Started streaming last Friday, “A Tourist’s Guide to Love” follows the story of the Los Angeles-based travel executive Amanda, played by Rachael Leigh Cook, who is assigned to go undercover in Vietnam as a tourist to find information on a local tourism agency.
The love story between Amanda and Sinh feels rushed as the result of the weak plot. Photo by Netflix
Amanda has just broken up with her boyfriend and during her trip to Vietnam, she meets Sinh, a local tour guide, played by Scott Ly.
Sinh suggests several changes to Amanda’s itinerary and the pair travel the country together. But just as they begin to fall in love, Amanda’s ex-boyfriend shows up and she’s forced to chose between the two men.
Amanda and Sinh’s story is that of a highly organized woman who over-plans everything letting go for the first time in her life and following the spirited Sinh on a spontaneous and adventurous journey. He shows her how to bargain at Ben Thanh Market and teachers her how to cross the daunting streets of Ho Chi Minh City with the simple motto, “Always move forward, don’t step back.”
Their exchanges help Amanda and Sinh better understand each other as well as themselves. Amanda starts to realize that she loves adventure more than she thought.

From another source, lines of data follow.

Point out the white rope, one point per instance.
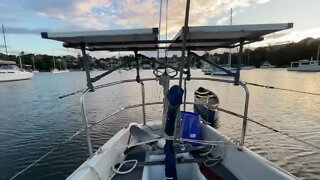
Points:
(45, 155)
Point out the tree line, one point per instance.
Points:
(279, 55)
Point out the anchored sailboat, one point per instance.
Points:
(178, 145)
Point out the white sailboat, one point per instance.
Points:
(161, 149)
(9, 71)
(266, 65)
(305, 66)
(34, 66)
(57, 71)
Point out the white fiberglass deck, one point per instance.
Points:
(234, 164)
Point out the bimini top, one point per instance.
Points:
(212, 37)
(110, 40)
(199, 37)
(3, 62)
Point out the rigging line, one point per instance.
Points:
(268, 127)
(165, 51)
(56, 147)
(160, 17)
(283, 89)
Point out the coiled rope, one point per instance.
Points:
(220, 143)
(283, 89)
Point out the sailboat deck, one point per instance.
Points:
(142, 152)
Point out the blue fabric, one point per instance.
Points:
(174, 97)
(190, 126)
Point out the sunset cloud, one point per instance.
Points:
(28, 18)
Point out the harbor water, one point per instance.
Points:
(33, 119)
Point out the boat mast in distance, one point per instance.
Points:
(4, 39)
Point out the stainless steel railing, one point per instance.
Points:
(143, 104)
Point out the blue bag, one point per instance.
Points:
(190, 126)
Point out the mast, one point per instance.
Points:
(34, 67)
(54, 63)
(20, 62)
(184, 41)
(229, 58)
(4, 39)
(318, 52)
(231, 16)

She writes in her diary: “Everything here is outside of my original plans.”
She also identifies with Sinh, a local-born man committed to staying in Vietnam and remaining connected to his roots. When Sinh first sees Amanda in the traditional Vietnamese ao dai tunic dress celebrating Lunar New Year, he realizes that he has fallen for her.

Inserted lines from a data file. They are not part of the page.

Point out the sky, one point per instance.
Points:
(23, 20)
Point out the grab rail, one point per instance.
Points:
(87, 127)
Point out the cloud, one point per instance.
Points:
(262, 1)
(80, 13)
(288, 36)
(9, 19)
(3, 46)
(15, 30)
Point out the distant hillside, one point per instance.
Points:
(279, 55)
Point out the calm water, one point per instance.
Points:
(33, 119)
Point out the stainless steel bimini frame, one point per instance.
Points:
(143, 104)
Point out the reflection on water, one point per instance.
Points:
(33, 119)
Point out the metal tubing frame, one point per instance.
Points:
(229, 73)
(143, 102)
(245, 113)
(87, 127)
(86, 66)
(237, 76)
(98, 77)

Unfortunately, the second half of the film falls bland as a result of a lack of a climax.
Le Thien (right) plays Sinh’s grandmother, who teaches Amanda how to clean incense bowls. Photo by Netflix
The relationship between Amanda and Sinh is supposed to be healing, however, its romantic aspect is more “spoken” than “shown.” Critics have called the movie’s plot weak and the quick pace at which Amanda and Sinh fall for each other feels rushed.

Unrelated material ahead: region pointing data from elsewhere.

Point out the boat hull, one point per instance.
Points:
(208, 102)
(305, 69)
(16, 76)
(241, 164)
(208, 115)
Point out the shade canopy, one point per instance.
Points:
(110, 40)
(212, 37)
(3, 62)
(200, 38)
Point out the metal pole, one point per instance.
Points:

Commenter Nguyen Tram Anh stated that the two lead characters’ background stories were not fully explained in detail. “The characters didn’t have chemistry either. So it’s unconvincing when they develop feelings towards each other after only a few days traveling together.”
Users on several movie forums have also pointed out illogical details in the movie as well. During a scene featuring Ha Giang residents celebrating Lunar New Year, many characters are seen wearing short-sleeved T-shirts. When Amanda runs searching for Sinh in Hanoi at the end of the movie, continuity is also broken.
Eirene Tran Donohue, the film’s screenwriter, has admitted that there were plot holes. She explained that the production crew initially planned to shoot the film differently, however, they didn’t have enough time and footage for their original ideas. As a half-Vietnamese, Donohue was inspired by her and her family’s own experiences. Donohue’s Vietnamese mother first met her father in Ho Chi Minh City, while Donohue herself first met her current spouse in Hanoi.
On the other hand, “A Tourist’s Guide to Love” is visually beautiful, depicting vibrant sceneries throughout Vietnam. Traditional Vietnamese rituals are integrated into the movie as well.
The main characters explore the bustling rhythm of Ho Chi Minh City, hold candle-lit lanterns in a boat on the Hoai River in Hoi An Ancient Town, learn how to make stuffed sticky rice cakes in celebration of Lunar New Year, prepare traditional meals in Ha Giang, and enjoy a water puppet show in Hanoi.